Nîmes: Find Your Best Posture with Steve Maché

by Archynetys Health Desk

In his Nîmes office, the light is soft and the silence is almost studious. Here, no futuristic machines or screens covered with colored curves. Just an attentive look, a standing patient… and a simple question: how do we stand in space?

Steven Maché welcomes his patients with the quiet curiosity of practitioners who observe before acting. At the age of 45, this engineer from a medical background turned to posturology almost out of intellectual necessity. “I needed to understand”he confides. Understand why certain bodies constantly compensate, why pain persists despite treatments, why balance becomes disrupted.

Since October, he has set up his equipment on Avenue Jean-Jaurès and receives his meetings in a clear and pleasant setting. The session always starts with the feet. With the shoes removed, the patient simply stands up. The arch of the foot and its supports already tell a story: weight distributed asymmetrically, discreet sagging, shifting support. “The foot is a major sensor. If it gets disorganized, everything else follows.” The pelvis shifts, the shoulders adjust, the head projects. The body adapts. He holds. Until one day he gets tired.

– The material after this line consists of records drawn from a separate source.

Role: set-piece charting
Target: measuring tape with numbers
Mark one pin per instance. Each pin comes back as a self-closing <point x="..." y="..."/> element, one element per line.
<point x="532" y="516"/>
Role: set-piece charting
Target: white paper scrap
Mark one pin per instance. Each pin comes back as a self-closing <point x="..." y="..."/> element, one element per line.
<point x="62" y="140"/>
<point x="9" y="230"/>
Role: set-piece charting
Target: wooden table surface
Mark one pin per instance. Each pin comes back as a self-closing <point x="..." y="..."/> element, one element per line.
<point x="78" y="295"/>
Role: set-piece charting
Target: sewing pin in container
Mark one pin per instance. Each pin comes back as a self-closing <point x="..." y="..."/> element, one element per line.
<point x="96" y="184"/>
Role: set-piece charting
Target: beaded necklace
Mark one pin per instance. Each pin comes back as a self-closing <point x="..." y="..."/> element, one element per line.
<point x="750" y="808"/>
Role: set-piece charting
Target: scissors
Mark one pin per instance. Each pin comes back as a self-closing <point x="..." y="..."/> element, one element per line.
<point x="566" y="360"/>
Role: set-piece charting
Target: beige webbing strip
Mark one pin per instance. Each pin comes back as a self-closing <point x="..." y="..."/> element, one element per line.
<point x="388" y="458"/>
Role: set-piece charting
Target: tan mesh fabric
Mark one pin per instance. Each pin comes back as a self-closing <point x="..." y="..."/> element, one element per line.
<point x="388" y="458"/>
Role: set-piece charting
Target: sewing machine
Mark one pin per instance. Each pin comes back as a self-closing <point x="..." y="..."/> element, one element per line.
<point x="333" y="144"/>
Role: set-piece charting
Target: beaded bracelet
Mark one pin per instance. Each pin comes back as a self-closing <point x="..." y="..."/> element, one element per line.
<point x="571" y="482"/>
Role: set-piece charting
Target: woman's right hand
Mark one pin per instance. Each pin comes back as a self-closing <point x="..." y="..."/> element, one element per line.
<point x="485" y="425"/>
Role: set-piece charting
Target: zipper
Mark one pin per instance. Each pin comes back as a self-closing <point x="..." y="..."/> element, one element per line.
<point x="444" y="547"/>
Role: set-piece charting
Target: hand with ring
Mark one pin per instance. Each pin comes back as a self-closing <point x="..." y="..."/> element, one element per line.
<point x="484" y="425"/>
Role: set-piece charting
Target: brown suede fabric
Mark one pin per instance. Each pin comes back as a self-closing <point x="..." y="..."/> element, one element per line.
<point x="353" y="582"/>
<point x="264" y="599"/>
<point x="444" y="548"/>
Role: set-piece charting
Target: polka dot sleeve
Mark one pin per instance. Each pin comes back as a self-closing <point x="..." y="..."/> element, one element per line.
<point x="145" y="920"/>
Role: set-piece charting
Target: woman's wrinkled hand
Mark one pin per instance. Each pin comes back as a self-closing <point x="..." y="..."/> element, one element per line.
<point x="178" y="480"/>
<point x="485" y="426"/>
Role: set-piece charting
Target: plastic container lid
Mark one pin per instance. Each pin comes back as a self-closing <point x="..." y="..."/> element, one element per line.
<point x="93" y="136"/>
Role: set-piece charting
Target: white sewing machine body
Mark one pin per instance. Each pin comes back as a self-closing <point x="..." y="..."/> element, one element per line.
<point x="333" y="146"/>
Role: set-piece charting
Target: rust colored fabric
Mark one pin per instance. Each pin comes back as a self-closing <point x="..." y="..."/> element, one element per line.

The assessment lasts almost an hour and a half. Verticality tests, detailed observation of posture, evaluation of sensory sensors: vision, inner ear, proprioception. Because posture is not just a matter of muscles. It depends on a permanent dialogue between the nervous system and these sensors which inform the brain of our position in space.

Support in relearning

Steven Maché knows something about this. It was in London as a student that he discovered during a conference that he was dyslexic.. “It shed light on so many things! Especially my educational background. I had poor results in French, but I was very good at maths so at the time, we didn’t look any further.” A diagnosis that is extremely widespread today and which science is looking into. The latest investigations have highlighted that one of the possible causes would be an oculomotor disorder: the eyes poorly stabilize information, forcing the body to constantly compensate. And when a sensor malfunctions, the nervous system works harder. And it wears you out.

Patients come for stubborn lower back pain, stubborn neck pain and migraines. Others consult for attention disorders, diffuse stress, a feeling of instability. In children, from eight or nine years old, certain academic difficulties can be illuminated differently when we observe the posture and coordination of the eyes.

Depending on the information collected during the assessment, Steven first takes care to refer to specialized health professionals: orthoptists, orthopedists, etc. Because posturology then offers an adjustment, which can sometimes change everything. A thin, almost invisible sole may be enough to redistribute the support. Some specific exercises re-educate the gaze. The body finds space. “We don’t force, we support”he insists. Follow-ups generally last four to sixteen appointments. The time necessary to give the nervous system the opportunity to integrate the new landmarks. Because one of Steven’s specificities is this support during relearning. “Because the body must relearn how to evolve without the crutches it had built up until then and evolve in a completely natural way from now on with the right posture for the patient.”

Posture as a vector of healing

What is striking when discovering this practice is the almost philosophical dimension of the approach. Posture tells us how we inhabit the world. One shoulder higher than the other, a tilted head, a crushed foot reflect years of silent adaptation. Restoring more stable support sometimes means restoring a form of confidence.

At a time when screens capture eyes and freeze necks, the discipline asks a simple and radical question: how do we really stand? For Steven Maché, the answer lies neither in performance nor in constraint. It holds in a precise, almost imperceptible fit. Until the body stops fighting and holds on. Standing.

Understanding the issues of Posture

Meet next Thursday, April 2 at the Coeur d’Amelite, near the Nîmes convention center, to understand the issues of posture with Steven Maché. Meet at 6:30 p.m.